Ho iniziato a giocare all’età di nove anni e nel corso del tempo mi accorgevo di diventare sempre più bravo, iniziavo ad avere dei riscontri tangibili, le squadre più forti mi invitavano a farne parte, i complimenti da parte delle persone che mi erano vicine, la naturalezza con cui raggiungevo i traguardi. Questi riscontri sono stati fondamentali per la mia crescita, mi hanno sempre incentivato ad impegnarmi di più, a credere in me stesso. 

A 14 anni ho iniziato a lavorare, mi è sempre piaciuta l’idea di essere indipendente economicamente, e non potendo più allenarmi durante il giorno iniziai a giocare in 1a categoria. Da un giorno all’altro entrai a far parte del mondo degli adulti. Prima categoria e promozione interregionale, otto anni ricchi di soddisfazioni, le mie prime chiamate in rappresentative regionali fino ad arrivare a giocare nella nazionale dilettanti. Essere chiamato a rappresentare l’Italia è stato uno dei momenti più significativi della mia carriera, nel mio piccolo sentivo di aver raggiunto il massimo.

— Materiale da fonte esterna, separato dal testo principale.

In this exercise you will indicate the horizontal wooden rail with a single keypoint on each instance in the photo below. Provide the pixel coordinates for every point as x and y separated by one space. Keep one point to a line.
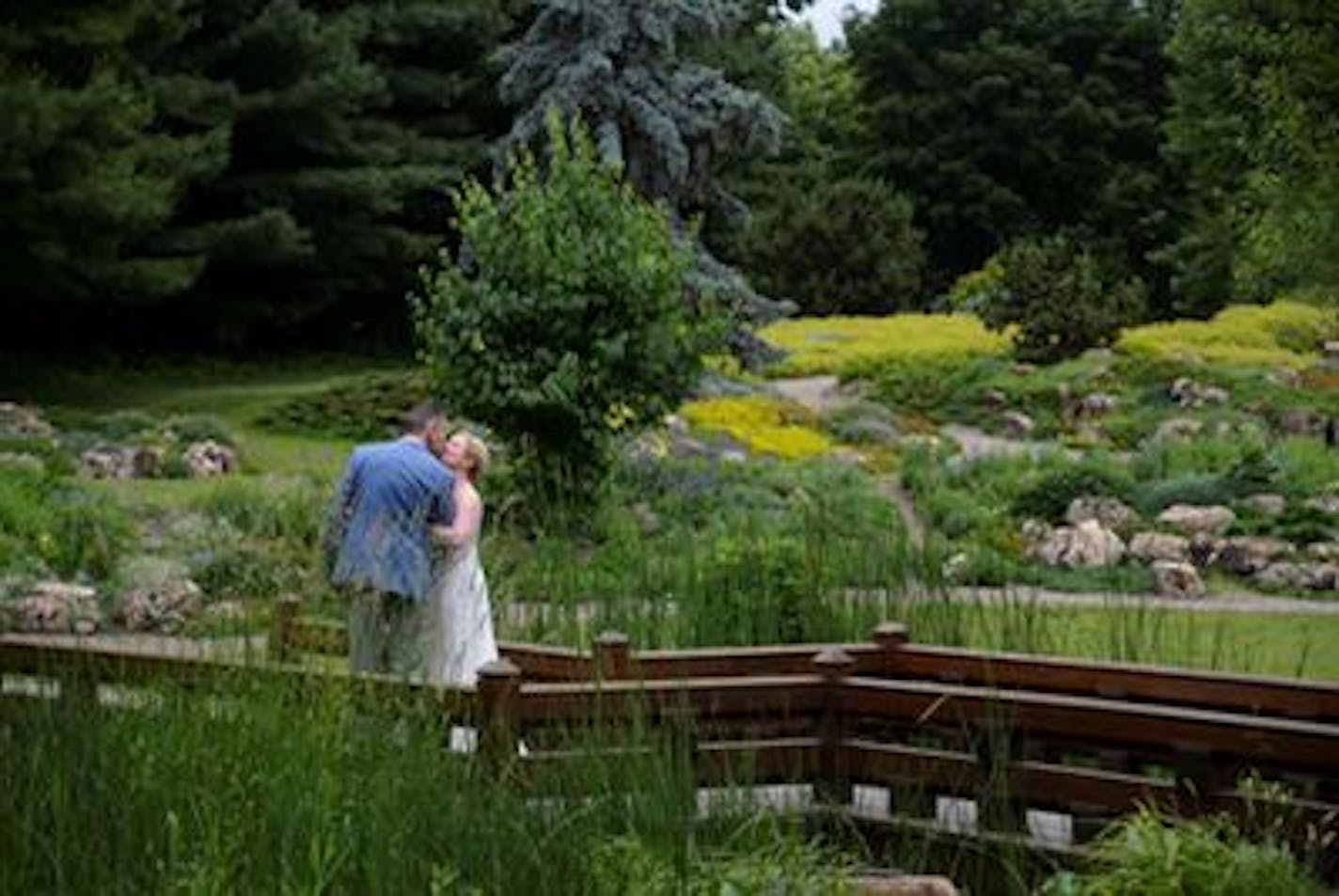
890 655
1158 729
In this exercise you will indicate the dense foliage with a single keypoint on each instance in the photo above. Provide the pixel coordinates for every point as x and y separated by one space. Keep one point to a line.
562 321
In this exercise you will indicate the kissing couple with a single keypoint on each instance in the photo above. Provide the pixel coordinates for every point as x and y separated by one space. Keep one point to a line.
403 544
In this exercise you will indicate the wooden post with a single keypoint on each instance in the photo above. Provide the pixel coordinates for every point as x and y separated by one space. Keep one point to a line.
833 785
281 630
612 655
499 690
890 637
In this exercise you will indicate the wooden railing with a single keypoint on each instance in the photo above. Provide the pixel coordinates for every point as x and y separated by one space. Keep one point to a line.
911 726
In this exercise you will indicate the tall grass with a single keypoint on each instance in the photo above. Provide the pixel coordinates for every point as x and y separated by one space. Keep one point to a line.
260 789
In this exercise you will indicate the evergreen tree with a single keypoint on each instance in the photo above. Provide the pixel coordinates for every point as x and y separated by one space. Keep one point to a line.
1256 94
1011 118
666 120
823 235
348 125
87 173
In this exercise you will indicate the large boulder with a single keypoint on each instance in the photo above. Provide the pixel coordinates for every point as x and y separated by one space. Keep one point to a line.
209 458
1248 555
1086 544
1111 513
56 607
120 463
1194 518
23 422
1177 579
164 607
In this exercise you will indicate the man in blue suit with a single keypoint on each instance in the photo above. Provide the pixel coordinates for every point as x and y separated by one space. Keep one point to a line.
378 548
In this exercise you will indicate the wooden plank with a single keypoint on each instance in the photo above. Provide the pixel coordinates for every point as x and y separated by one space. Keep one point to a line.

Qui nacque il desiderio di provare a diventare un professionista, in realtà era già da un po’ che ci pensavo, ma l’occasione non arrivava mai.

A giugno del 1992 fui chiamato a fare delle amichevoli con la Juventus, lì iniziai veramente a credere che il sogno poteva concretizzarsi, ma anche nei migliori dei sogni non avrei mai potuto immaginare cosa sarebbe realmente accaduto. In un attimo arrivò la firma del primo contratto professionistico. La realtà ha superato la fantasia ed è stato come far parte di uno spettacolo incredibilmente straordinario.